Monday, March 24, 2008



The Members' Day logjam

The Press this morning has a piece on Members' Bills, highlighting the logjam that has built up on that part of the Order Paper. With only eight Members' Days until Parliament rises, and an enormous stack of bills built it, it looks as if interesting bills - Tariana Turia's Foreshore and Seabed Act (Repeal) Bill and Meyt's Misuse of Drugs (Medicinal Cannabis) Amendment Bill are unlikely to get a first reading anytime soon.

The reasons for this are threefold. First, there has been a flood of private and local bills at the top of the Order Paper. These must be dealt with before any Members' Bills, and while frequently they are dealt with quickly (its not unusual for a local bill to be sent to committee by leave in five minutes, and then to have its final stages combined into one debate when it returns), most of each Members' Day has been spent on them. Second, there has also been a flood of second-reading debates, as all the bills sent off to Committee over the last two years come back to the House. Not only are second reading debates longer, they also pre-empt first readings, effectively putting these bills at the top of that part of the Order paper.

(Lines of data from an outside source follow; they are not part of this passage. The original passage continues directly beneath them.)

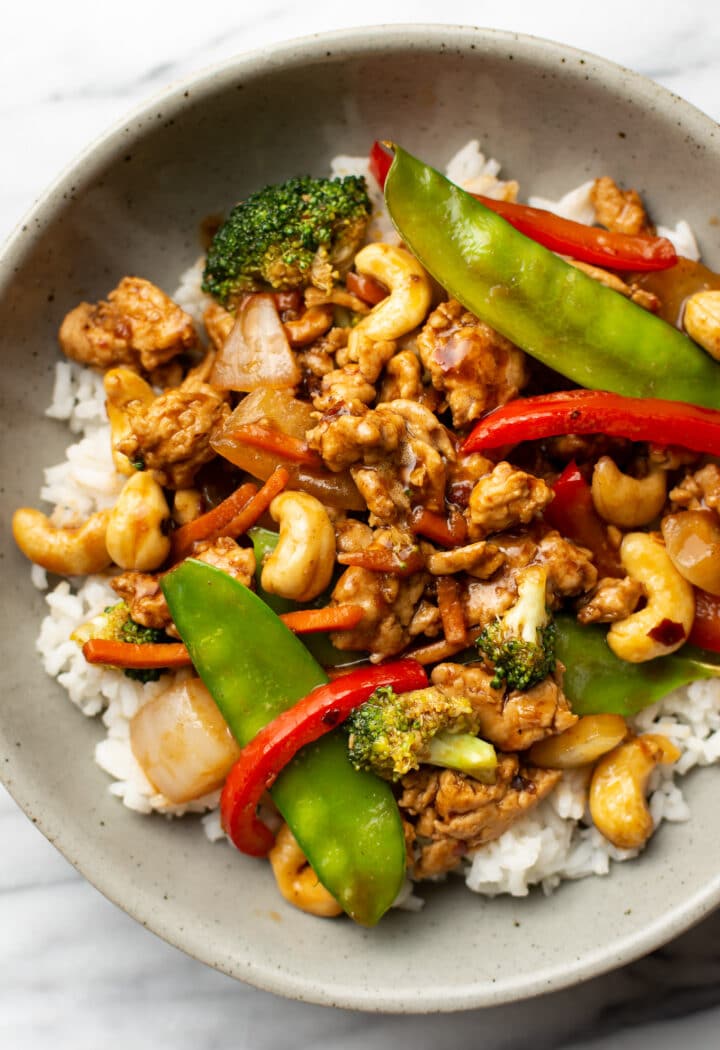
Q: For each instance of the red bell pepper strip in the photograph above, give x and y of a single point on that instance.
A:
(598, 412)
(589, 244)
(276, 744)
(573, 515)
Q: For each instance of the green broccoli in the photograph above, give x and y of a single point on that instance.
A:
(291, 235)
(392, 734)
(115, 624)
(521, 644)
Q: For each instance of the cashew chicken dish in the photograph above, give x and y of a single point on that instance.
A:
(390, 542)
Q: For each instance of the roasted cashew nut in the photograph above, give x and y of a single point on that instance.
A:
(66, 551)
(664, 623)
(301, 565)
(296, 880)
(136, 534)
(626, 501)
(618, 785)
(409, 298)
(122, 386)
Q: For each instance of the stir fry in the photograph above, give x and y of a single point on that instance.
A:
(411, 528)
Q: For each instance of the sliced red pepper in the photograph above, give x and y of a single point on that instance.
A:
(572, 512)
(276, 744)
(588, 244)
(598, 412)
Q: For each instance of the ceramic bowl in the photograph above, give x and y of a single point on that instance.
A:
(133, 204)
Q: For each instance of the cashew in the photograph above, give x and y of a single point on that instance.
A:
(296, 880)
(701, 320)
(136, 530)
(122, 386)
(670, 611)
(301, 565)
(693, 543)
(626, 501)
(581, 744)
(618, 784)
(314, 322)
(409, 298)
(66, 551)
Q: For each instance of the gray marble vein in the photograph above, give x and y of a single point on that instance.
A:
(78, 973)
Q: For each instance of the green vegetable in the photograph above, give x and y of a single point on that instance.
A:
(346, 822)
(550, 309)
(521, 644)
(392, 734)
(287, 236)
(596, 681)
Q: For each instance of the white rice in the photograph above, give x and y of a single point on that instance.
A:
(556, 841)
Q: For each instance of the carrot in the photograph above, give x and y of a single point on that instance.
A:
(451, 611)
(276, 443)
(136, 654)
(332, 617)
(255, 507)
(210, 525)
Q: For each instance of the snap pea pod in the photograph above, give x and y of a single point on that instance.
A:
(346, 821)
(596, 681)
(550, 309)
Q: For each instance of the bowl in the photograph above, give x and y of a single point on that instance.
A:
(133, 203)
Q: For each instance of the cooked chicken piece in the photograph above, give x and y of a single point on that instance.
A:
(138, 326)
(472, 364)
(506, 498)
(388, 605)
(218, 323)
(611, 600)
(619, 210)
(699, 490)
(510, 720)
(452, 814)
(171, 435)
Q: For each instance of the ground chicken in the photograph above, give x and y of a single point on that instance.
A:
(510, 720)
(619, 210)
(611, 600)
(138, 326)
(449, 814)
(472, 364)
(171, 435)
(506, 498)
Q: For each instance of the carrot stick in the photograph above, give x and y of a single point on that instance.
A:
(255, 507)
(332, 617)
(210, 525)
(145, 654)
(277, 443)
(451, 611)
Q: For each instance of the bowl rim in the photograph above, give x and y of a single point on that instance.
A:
(368, 39)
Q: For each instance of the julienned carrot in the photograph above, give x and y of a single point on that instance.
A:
(211, 524)
(135, 654)
(277, 443)
(255, 507)
(332, 617)
(451, 611)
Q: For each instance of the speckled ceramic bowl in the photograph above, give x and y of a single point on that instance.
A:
(133, 204)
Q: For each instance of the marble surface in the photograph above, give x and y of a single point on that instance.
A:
(76, 970)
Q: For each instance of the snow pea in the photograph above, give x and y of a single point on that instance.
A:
(346, 822)
(596, 681)
(551, 310)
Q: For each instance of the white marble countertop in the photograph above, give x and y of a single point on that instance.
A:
(68, 70)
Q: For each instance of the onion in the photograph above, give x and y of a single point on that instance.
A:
(287, 415)
(182, 741)
(256, 354)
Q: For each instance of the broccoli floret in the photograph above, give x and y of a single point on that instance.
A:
(392, 734)
(521, 644)
(300, 232)
(115, 625)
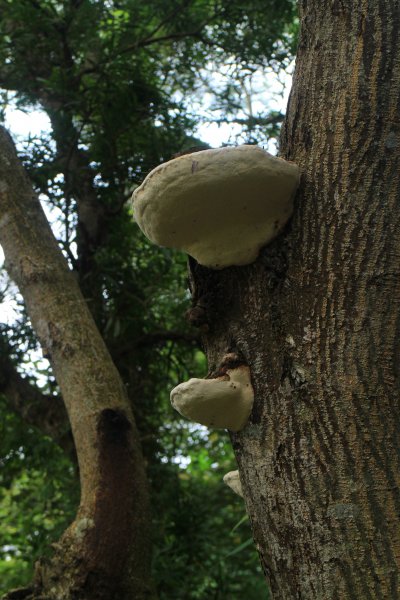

These two facts would create a logjam in and of themselves, but there has been a significant aggravating factor, in the form of deliberate delaying tactics by both National and Labour to prevent the House from getting to business they don't want to deal with. So National, which opposes Lynne Pillay's Waitakere Ranges Heritage Area Bill, has spent a lot of time over the last few months talking it out, and talking out every trivial piece of legislation appearing before it on the Order Paper. Meanwhile, Labour has been doing the same thing, even advancing George Hawkins' Manukau City Council (Control of Graffiti) Bill (a piece of legislation made utterly irrelevant by the imposition of national-level controls) to the committee stage last week solely to waste time. The target of Labour's delaying tactics isn't clear, but I suspect it is Ron Marks' Young Offenders (Serious Crimes) Bill, on which the numbers aren't certain, and which could progress against the wishes of the government if it actually makes it to a vote.

The upshot: Members' Days have been much blander this year than in the past, with the interesting and controversial legislation on the Order Paper not making it to debate. And its not going to get any better. While there's another pile of Members' Bills dues back from committee over the next few months (including Pita Paraone's Treaty of Waitangi (Removal of Conflict of Interest) Amendment Bill and Nandor Tanczos' Waste Minimisation (Solids) Bill), with the way things are stacked up now, none of it is likely to receive a second reading.